Click the Identify Outliers in Property Space action button on the Property Space Outliers control panel .

6.   Visualize outlier compounds

The number of outliers (4) is listed in the text window. The outlier-compound rows are selected in the study table and their points are red in the Samples Plot graph.

If you want to see just the outliers in the study table, open the Show Selected Molecules control panel by selecting Molecules/Show Selected... from the Study Table control panel's menu bar. Then check the Show Only Selected Rows in Study Table check box.

Only those four rows now appear.

Click the Show Selected Molecules in Models Window action button in the Show Selected Molecules control panel.

The corresponding models are brought back from the original SD file.

7.   Working with outlier compounds

The Property Space Outliers control panel provides several options for working with outliers. They may be deleted from the study table or simply removed from the observations.

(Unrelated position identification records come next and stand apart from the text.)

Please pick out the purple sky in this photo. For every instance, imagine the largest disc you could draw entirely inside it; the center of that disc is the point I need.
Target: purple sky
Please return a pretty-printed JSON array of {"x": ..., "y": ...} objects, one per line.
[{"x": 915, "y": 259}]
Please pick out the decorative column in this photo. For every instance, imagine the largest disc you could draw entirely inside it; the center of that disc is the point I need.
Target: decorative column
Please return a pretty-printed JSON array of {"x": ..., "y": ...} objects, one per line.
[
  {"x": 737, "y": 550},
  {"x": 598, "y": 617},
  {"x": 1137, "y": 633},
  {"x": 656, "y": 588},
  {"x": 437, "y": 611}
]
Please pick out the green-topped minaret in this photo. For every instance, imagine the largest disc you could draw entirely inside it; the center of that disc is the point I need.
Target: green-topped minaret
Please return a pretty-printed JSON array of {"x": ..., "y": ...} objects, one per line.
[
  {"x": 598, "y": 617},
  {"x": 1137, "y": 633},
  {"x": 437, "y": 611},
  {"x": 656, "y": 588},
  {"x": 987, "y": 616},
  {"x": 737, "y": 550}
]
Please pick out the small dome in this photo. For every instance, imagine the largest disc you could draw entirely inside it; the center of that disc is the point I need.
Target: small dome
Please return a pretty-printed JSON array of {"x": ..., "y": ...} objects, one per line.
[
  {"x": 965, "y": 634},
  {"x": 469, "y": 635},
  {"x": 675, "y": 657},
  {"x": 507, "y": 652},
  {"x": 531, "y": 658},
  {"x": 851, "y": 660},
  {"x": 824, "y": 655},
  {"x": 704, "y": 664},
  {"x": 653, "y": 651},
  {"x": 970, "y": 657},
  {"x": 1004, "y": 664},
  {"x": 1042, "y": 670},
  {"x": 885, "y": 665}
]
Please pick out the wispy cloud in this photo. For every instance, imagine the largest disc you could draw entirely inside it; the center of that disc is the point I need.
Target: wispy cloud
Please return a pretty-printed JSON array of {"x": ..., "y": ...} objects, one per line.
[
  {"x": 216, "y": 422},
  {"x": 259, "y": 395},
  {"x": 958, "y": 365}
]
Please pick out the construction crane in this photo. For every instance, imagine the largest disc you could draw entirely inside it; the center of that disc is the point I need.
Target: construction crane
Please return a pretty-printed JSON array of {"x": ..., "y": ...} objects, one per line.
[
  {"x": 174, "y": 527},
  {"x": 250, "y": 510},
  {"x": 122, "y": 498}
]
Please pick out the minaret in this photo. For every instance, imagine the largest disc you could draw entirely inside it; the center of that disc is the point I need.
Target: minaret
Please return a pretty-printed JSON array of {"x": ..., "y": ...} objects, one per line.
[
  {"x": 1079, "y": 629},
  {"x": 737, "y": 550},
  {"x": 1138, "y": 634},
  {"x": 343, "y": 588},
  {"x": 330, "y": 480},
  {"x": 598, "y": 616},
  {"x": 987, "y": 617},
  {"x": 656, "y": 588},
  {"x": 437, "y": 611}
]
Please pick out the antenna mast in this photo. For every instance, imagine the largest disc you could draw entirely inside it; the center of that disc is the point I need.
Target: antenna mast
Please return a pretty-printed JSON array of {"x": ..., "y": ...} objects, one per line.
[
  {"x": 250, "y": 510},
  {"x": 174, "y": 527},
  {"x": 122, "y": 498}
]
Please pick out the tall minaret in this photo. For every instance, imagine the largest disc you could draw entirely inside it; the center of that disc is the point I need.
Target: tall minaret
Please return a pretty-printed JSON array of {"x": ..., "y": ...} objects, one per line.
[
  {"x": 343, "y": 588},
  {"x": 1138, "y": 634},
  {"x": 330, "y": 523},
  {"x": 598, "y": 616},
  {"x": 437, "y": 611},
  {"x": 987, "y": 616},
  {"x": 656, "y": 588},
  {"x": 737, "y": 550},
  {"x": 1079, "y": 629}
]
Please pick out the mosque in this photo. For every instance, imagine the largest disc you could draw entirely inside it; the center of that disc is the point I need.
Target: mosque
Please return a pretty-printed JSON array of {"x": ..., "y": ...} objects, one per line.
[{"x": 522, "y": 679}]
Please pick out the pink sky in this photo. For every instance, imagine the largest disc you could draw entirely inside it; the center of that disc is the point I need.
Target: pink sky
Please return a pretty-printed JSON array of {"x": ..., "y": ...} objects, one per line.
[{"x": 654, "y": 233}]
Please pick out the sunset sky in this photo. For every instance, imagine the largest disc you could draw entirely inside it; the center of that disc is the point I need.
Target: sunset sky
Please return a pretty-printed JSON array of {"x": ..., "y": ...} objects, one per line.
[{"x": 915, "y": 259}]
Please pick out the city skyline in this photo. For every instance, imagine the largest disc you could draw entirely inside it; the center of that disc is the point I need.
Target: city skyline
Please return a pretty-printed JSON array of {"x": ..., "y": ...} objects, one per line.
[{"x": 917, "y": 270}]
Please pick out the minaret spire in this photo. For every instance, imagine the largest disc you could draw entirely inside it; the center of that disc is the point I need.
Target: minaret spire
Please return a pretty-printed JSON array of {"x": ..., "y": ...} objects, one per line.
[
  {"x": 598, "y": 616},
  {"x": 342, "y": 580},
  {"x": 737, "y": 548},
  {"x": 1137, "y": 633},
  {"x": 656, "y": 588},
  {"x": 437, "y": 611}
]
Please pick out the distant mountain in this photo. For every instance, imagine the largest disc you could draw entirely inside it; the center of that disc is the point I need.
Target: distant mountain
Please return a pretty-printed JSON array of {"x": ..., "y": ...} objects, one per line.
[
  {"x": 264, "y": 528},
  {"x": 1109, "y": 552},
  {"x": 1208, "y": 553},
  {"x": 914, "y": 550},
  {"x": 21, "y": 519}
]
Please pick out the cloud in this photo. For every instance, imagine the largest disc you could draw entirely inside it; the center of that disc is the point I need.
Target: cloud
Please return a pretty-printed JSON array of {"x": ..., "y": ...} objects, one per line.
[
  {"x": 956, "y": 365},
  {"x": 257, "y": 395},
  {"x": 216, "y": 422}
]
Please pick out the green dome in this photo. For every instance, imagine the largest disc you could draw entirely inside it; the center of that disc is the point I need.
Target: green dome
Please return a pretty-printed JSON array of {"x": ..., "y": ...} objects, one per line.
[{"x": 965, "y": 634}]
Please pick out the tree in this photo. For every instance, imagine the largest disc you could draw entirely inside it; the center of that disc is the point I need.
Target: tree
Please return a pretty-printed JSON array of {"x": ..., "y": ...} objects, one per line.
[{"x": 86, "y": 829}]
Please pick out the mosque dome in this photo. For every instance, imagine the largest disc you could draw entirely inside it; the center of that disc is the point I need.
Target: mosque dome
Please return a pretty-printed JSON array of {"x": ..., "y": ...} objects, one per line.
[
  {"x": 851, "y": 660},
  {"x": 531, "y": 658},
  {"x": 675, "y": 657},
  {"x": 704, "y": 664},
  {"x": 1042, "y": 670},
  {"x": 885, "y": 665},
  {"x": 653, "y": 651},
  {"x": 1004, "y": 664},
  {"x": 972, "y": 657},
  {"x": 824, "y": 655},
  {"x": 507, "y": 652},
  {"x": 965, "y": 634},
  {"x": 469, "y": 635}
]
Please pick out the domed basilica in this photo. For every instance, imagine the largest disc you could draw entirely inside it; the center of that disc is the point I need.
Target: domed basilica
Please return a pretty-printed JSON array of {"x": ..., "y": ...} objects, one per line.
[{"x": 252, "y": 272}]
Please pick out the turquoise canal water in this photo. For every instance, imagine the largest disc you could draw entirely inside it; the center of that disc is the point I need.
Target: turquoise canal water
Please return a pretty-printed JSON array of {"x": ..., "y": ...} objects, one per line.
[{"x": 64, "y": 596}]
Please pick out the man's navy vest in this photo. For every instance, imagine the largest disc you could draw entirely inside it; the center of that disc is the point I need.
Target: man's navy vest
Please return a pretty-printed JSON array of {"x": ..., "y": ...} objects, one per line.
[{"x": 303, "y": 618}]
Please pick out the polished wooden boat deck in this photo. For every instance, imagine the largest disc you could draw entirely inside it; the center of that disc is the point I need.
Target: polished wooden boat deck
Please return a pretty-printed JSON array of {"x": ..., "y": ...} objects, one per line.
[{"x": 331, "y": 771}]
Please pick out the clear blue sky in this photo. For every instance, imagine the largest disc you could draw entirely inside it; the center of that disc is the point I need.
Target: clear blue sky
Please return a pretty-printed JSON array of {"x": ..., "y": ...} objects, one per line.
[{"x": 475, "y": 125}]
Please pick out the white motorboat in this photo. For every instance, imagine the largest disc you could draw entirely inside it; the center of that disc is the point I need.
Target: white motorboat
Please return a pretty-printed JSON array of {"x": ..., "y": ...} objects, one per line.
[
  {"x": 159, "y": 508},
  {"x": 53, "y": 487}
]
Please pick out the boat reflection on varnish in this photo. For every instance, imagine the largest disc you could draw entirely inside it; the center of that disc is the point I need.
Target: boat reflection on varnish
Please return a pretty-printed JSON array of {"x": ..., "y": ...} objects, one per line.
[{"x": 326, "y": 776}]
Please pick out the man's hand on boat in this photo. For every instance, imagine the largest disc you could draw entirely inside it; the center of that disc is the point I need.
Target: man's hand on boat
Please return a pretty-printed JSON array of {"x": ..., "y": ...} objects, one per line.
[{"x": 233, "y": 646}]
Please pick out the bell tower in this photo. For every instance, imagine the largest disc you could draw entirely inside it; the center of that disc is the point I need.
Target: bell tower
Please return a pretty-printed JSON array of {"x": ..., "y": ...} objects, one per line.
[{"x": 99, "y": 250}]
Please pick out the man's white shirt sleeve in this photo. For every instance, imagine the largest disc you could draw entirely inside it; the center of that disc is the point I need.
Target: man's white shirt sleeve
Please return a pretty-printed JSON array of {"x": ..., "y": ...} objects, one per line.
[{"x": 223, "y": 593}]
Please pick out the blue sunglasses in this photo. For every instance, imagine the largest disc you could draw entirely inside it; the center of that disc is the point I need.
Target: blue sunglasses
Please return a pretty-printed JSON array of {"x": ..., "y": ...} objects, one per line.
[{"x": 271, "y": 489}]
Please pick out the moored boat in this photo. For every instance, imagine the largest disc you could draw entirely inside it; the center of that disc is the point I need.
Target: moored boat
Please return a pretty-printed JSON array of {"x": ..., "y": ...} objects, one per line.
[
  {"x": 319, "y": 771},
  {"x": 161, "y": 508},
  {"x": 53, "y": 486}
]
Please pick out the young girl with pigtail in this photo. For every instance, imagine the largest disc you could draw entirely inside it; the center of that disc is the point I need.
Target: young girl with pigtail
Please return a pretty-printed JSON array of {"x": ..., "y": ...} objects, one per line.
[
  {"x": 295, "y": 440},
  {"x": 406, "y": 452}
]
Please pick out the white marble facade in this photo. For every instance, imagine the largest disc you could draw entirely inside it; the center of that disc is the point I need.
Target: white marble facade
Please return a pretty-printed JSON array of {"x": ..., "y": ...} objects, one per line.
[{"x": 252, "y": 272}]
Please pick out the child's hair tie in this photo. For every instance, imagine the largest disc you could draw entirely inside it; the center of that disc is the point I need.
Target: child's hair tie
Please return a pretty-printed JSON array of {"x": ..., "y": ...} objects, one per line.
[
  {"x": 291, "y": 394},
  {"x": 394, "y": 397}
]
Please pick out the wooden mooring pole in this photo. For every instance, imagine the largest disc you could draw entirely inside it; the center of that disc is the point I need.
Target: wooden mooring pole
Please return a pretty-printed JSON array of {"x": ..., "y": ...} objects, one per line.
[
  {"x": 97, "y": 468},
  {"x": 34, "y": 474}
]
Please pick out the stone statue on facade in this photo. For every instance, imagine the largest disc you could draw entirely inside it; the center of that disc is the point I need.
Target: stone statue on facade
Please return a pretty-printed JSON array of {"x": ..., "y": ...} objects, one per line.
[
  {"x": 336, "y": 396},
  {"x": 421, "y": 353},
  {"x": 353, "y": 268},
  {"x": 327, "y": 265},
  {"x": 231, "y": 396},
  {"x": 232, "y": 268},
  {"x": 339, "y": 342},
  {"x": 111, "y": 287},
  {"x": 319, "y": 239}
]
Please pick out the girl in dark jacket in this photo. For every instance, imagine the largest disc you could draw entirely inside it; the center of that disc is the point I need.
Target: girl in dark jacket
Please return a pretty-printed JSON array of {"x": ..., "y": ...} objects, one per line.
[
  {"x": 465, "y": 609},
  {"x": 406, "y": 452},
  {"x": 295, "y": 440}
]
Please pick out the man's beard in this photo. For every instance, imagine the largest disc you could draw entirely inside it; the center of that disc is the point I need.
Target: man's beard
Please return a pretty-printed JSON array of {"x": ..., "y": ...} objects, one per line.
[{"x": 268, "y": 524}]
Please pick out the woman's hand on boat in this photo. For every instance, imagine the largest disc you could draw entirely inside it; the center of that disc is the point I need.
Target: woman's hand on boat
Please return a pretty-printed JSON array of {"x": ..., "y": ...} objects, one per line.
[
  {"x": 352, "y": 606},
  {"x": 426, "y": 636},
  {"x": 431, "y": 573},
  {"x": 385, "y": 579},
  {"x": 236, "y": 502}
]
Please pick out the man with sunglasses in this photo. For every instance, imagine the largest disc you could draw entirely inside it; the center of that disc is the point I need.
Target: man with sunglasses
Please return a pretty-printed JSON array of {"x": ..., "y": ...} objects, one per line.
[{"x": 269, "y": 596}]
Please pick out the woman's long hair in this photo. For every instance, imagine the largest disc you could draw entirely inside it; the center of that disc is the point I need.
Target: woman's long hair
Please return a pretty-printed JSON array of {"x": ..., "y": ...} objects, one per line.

Selecting diverse compounds

Cluster-based selections

1.   Start a new Cerius2 session

If you have just finished the previous section, start a new session by selecting the File/New Session item from the Visualizer menu bar. Click Confirm in the Re-initialize All message window. You may also start a brand new Cerius2 session.

2.   Open an empty study table

Go to the LIBRARY ANALYSIS card in the COMBI-CHEM I deck and select the Show Study Table item.

3.   Recall a table of aromatic amine reagents

Open the Open Study Table control panel by selecting the File/Open... item on the menu bar in the Study Table control panel. Select the table ./Cerius2-Resources/COMBICHEM/amines/amines_arom.tbl and click the OPEN pushbutton.

From this list of molecules, our goal is to group those reagents into families and then select a representative member from each family. This is the basis for library subsetting using diverse selections of reagents. This method is particularly effective when dealing with large arrays of reagents for which full enumeration of the library would be prohibitive.

For more information on clustering, please consult the Combinatorial Chemistry Methodologies section of this documentation .

4.   Identify the independent variables from the study table

Select the columns labeled PC1, PC2 and PC3 and identify these columns as the independent variable by clicking the Set independent icon on the Study Table control panel's tool bar.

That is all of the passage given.